By , on October 20, 2015


Stephen Harper (Facebook)
Stephen Harper (Facebook)

OTTAWA — On election night 2006, Stephen Harper walked out in front of a room full of supporters and smiled at the country that had just voted for change.

The incoming prime minister told the crowd that the party would clean up Ottawa with the Accountability Act. They would cut the GST to five per cent. And the Conservatives would scrap the Liberal child care program and give money directly to parents.

He spoke of the big picture, saying the Canadian identity was not forged by government policy, nor did it flow from any one party or leader.

“The result tonight signals a change of government, not a change of country,” Harper said in his victory speech.

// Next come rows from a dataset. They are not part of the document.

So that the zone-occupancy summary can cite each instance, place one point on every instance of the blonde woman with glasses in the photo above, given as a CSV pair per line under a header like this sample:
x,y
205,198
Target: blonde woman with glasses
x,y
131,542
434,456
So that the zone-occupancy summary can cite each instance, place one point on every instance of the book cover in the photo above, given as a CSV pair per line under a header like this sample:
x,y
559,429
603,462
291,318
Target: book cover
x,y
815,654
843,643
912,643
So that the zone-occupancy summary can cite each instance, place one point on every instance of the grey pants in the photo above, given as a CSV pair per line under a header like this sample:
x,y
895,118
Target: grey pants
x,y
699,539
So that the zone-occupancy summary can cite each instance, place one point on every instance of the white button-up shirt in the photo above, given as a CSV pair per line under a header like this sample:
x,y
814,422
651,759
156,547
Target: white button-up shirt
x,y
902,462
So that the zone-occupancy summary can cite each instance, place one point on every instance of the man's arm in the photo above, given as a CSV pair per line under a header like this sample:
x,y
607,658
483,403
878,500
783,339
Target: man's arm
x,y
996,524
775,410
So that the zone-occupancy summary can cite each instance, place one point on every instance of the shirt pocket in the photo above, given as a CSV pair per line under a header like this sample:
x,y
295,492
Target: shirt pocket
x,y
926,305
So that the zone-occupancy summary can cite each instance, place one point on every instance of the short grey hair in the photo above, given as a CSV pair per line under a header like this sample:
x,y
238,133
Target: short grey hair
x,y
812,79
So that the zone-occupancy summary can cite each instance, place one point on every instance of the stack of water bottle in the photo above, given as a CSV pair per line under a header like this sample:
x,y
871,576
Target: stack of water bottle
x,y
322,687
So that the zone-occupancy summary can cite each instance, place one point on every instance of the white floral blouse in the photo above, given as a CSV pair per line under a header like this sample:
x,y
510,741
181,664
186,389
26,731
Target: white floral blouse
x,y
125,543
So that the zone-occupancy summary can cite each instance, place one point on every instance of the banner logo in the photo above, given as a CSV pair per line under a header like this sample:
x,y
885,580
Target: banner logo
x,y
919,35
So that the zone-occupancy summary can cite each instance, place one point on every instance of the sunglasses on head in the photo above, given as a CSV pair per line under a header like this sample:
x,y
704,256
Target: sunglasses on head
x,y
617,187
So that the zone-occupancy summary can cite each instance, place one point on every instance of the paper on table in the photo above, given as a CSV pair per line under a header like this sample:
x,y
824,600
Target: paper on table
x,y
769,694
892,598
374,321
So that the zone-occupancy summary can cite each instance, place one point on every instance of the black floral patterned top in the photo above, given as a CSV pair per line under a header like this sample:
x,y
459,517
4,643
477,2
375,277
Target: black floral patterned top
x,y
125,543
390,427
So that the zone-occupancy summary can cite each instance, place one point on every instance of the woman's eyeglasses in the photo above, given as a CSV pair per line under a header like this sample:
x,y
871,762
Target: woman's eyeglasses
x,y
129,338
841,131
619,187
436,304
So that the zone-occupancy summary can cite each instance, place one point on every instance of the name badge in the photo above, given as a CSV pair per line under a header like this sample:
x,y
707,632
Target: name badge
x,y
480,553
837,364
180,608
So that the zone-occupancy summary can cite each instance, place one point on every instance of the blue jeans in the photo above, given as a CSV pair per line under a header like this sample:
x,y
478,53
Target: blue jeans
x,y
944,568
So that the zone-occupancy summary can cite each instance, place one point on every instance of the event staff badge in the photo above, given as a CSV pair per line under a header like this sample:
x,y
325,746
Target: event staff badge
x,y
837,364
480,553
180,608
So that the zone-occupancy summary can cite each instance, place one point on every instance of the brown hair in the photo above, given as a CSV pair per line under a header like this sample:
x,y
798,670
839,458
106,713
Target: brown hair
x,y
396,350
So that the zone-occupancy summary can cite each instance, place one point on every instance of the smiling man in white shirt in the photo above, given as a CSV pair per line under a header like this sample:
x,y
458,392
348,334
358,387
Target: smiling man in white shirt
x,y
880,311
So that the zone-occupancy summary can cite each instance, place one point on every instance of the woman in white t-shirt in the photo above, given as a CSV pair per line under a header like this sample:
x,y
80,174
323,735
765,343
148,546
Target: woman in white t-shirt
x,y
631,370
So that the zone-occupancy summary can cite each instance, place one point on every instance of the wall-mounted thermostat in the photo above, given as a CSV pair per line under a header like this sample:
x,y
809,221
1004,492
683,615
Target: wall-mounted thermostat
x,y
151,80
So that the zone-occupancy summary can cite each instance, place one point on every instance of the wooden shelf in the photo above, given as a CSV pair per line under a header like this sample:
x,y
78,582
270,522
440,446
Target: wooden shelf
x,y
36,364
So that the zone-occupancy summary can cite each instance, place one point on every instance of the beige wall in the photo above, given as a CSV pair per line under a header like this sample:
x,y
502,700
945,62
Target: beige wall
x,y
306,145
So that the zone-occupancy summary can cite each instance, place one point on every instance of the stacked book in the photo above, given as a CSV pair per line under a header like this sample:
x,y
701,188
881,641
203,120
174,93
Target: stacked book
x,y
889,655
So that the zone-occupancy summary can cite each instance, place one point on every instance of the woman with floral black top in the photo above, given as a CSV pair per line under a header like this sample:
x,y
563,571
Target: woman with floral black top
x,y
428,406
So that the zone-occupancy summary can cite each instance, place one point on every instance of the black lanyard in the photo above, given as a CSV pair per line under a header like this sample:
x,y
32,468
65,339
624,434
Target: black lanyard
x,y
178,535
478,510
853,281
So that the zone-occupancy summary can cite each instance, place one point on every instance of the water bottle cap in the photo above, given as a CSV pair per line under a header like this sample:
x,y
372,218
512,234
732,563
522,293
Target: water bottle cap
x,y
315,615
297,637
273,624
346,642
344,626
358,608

Yet after nine years in office, much has changed.

The federal government, in particular, has shrunk.

Taxes, such as the GST, have gone down and the tax code is sprinkled with tax credits.

The federal government has become less active in the daily lives of Canadians, with direct benefits replacing big government programs, for instance.

On the benefit front, the Conservative approach has become convention. Today’s Liberals promised a new child benefit of their own to replace the existing universal program. And the other parties have started to understand how to target pocketbook issues during elections that Harper used so effectively — and that voters are now acutely aware of.

“You can take it as a recognition of clarity of leadership and purpose when the other parties call for similar policies or small incremental change,” said Tim Hudak, the former leader of the Ontario Progressive Conservatives.

There is also one clear change that Harper has left on the political map:a unified Conservative party with a track record that spans a decade.

Observers say his efforts have inched federal politics to the right — although not as radically as some think, said Richard Nimijean, who teaches Canadian studies at Carleton University in Ottawa. Harper, he said, continued a path of slashing federal spending and tax cuts that started in the 1990s under the Liberal government of Jean Chretien.

The provinces have become bigger spenders, with provinces like Ontario still running deficits as the tax burden has shifted.

Moving the federal government back into a more activist role won’t be easy because the money to pay for new programs has to come from somewhere, said David McGrane, an associate professor of political studies at the University of Saskatchewan.

Cutting the GST by two points eliminated about $14 billion in annual government revenues. No government will want to increase the GST to pad the bottom line, McGrane said.

“That’s the largest thing that Stephen Harper has changed in Canada: just shrinking the size of government and doing so by reducing the tax base,” McGrane said.

(The Liberals instead have vowed to run deficits and raise taxes on the wealthiest Canadians; they still plan to lower taxes on small businesses as the Conservatives planned, and cut employment insurance rates, but not as much as Harper proposed.)

His crime agenda, embedded in legislation, won’t be easily undone, even as the courts acted as a check on government power. Calls for Senate reform, which Harper once championed, grew louder as the upper chamber was engulfed in a spending scandal sparked by Harper appointees.

He recognized Quebec as a distinct society –looking to eliminate separatist sentiment in the province — and apologized to the survivors of residential schools, even though his government’s relationship with First Nations was problematic.

The residential school apology and the Truth and Reconciliation commission, combined with general prudence on spending and heavily investing to stabilize the economy during the recession six years ago will “all stand the recollection of this government well,” said Hugh Segal, a former Conservative senator.

There were also mistakes during Harper’s time in office, Segal said, pointing to anti-labour legislation and the cancellation of the long-form census.

“But governing for 10 years is a rare privilege, and Conservatives have no reason to be bitter,” Segal said. “Conservatives need to be thankful, respectful of the voters’ choice and reflect on how to regain the broad moderate centre clearly deserted in this campaign.”